An Advance Directive is an official document that an individual can fill out and have notarized that specifies what her or his end-of-life wishes are.
In other words, if you’re in a coma and not likely to recover, who gets to make the decision about pulling the plug?
Well, actually the decision is ultimately up to the individual…i.e. you and me…but the point of the Advanced Directive is to insure in writing that someone will be at your bedside at the end who has authority to carry out your wishes.
Anyway…. I’m not that old but I’m not that young either, so, yeh, an Advanced Directive is a good idea.

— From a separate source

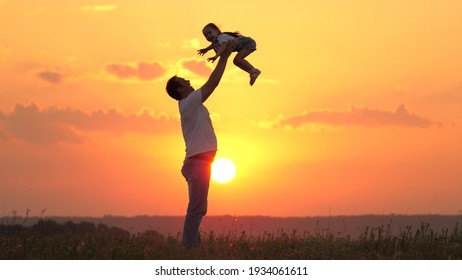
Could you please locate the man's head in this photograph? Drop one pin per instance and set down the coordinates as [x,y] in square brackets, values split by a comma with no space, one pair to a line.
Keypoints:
[178,88]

(Actually, it’s a good idea for people of ANY age because…well…ya never know….)
However, sitting for 45 minutes and watching a video about planning for your own death at 8 o’clock at night is not ideal.
Watching and listening and signing up to get The Form kinda gave me the willies. And in two weeks, when we meet again, a notary will be available to stamp our completed directives in efficient assembly-line fashion.
(And anything to do with “efficient assembly line” activities of any sort rather makes my ancestoral bones shake a bit….)
I went home that evening feeling somewhat lonely and strange. I had filled out an Advance Directive a number of years ago that was supposed to be in effect “forever,” but that piece of paper, like the relationship that went with it, has long been null and void.
So I was mentally scratching my head in confusion wondering, “WTH! I’m single! Who do I ask to be my Agent of Death NOW??”
As for relatives, my elderly parents have still not filled out an Advance Directive of their own, so that’s a no-go. My aunt…nope…. My Cuz…nope, bless his heart. And…end of family list.
Priest? Nope…I don’t want some clergyperson sitting by my deathbed checking his cellphone every three minutes, impatiently waiting for me to kick the bucket so he can move on to his backyard BBQ in the suburbs.
So then I started going through the friend list. And I was thinking (I think a LOT!) “Heck, that’s a lot of responsibilty to put on a BFF!”
But…I finally asked and we brainstormed (well…she brainstormed — I was brain-dead on this one) and figured it out.
The important thing, first of all, is to remember that all decisions are just “for now.” After all, “for now” is all we have.
So I’m going to spread the joy among a number of friends…BFF can go on the “official” notarized form and then copies of the wretched thing can go to two or three other friends. This way, I’m covered if one lucky friend is not “available” — another one can fill in. And, oh, of course, I can’t forget the medical file at the impersonal medical institution.
The thing about it all also is that it’s not just about me dying. An Advanced Directive can also insure that my wishes are known about what happens to my body (or body parts), my stuff and, most importantly, my animal companions.
Right now there are three cats and were I to keel over tomorrow, I would definitely want them to be provided and cared for in the same spoiled way that they are now.
So, just for now, Jack, Mulder and Scully’s needs go onto the Advance Directive. And then, when there are other animal companions (because there will ALWAYS be animal companions!), they will be provided for also. My Agent of Death can also be an Agent of Life.
The lesson for me in all of this is that even if I am “alone,” I am not alone. I have friends.
And that’s what “Love one another” is all about.